Background: Resection rates of lung cancer are low in general and especially in countries like Nepal. Advanced stage at presentation and poor general condition of the patient are the usual causes. Materials and Methods: In this prospective observational study, one hundred cases of lung cancer who presented at the Thoracic Surgery Unit between October 2011 and October 2012 were included. Results: Those aged in the $6^{th}$ and $7^{th}$ decades together accounted for 72/100 patients. The male to female ratio was 2:1. There was a mean-$29.2{\pm}14.2$ pack yrs smoking history with only five non-smokers. Seventy-six patients presented with locally advanced disease while 21 had metastases. Only three had local disease.
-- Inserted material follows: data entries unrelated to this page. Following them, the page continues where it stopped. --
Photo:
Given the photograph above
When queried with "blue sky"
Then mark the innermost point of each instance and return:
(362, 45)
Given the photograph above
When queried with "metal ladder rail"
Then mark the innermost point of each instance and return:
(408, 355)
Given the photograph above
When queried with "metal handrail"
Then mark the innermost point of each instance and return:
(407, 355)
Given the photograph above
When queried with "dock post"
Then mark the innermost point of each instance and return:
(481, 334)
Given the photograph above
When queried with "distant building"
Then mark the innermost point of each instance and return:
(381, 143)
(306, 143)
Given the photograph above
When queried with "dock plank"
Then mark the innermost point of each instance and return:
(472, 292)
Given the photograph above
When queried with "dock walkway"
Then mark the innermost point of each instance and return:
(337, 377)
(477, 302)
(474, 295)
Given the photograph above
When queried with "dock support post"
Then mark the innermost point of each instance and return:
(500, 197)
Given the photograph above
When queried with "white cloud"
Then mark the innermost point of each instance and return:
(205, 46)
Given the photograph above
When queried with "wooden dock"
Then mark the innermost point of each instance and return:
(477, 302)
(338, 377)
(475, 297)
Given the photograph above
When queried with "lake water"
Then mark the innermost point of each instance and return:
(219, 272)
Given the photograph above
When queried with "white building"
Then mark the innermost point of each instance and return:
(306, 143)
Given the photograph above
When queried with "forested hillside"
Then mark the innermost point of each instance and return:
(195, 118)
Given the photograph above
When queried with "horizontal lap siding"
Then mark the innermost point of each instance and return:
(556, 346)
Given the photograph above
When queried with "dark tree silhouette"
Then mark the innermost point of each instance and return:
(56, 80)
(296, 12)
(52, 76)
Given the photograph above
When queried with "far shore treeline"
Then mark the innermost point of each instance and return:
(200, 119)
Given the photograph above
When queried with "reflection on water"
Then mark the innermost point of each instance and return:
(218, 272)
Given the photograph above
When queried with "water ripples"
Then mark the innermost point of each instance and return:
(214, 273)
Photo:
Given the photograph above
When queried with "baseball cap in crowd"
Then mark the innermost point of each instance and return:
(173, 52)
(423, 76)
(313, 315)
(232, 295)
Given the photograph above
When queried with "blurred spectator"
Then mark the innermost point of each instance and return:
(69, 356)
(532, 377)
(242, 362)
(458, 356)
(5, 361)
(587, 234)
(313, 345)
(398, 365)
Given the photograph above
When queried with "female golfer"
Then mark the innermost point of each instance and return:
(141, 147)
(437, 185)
The average time between onset of symptoms to first contact with a doctor was $2.3{\pm}5.3$ months (range: 0-35.6 months). Average time between first contact to referral was $50.4{\pm}65.7$ days (range-0-365). Only three patients were resected, one after neo-adjuvant chemotherapy. Advanced disease was the cause of unresectability in 95 cases. One of three patients with local disease had pulmonary functions allowing the warranted resection. $N_2$ disease with $T_{1-3}$ on CT scan was found in 47. Three of these patients underwent mediastinoscopy and all confirmed uninvolved $N_2$. Conclusions: Lung resection rates in our center remain low. Late presentation leading to advanced disease and poor pulmonary reserves preclude resection in most cases. More liberal use of mediastinal staging and better assessment of pulmonary functions may allow us to improve resection rates.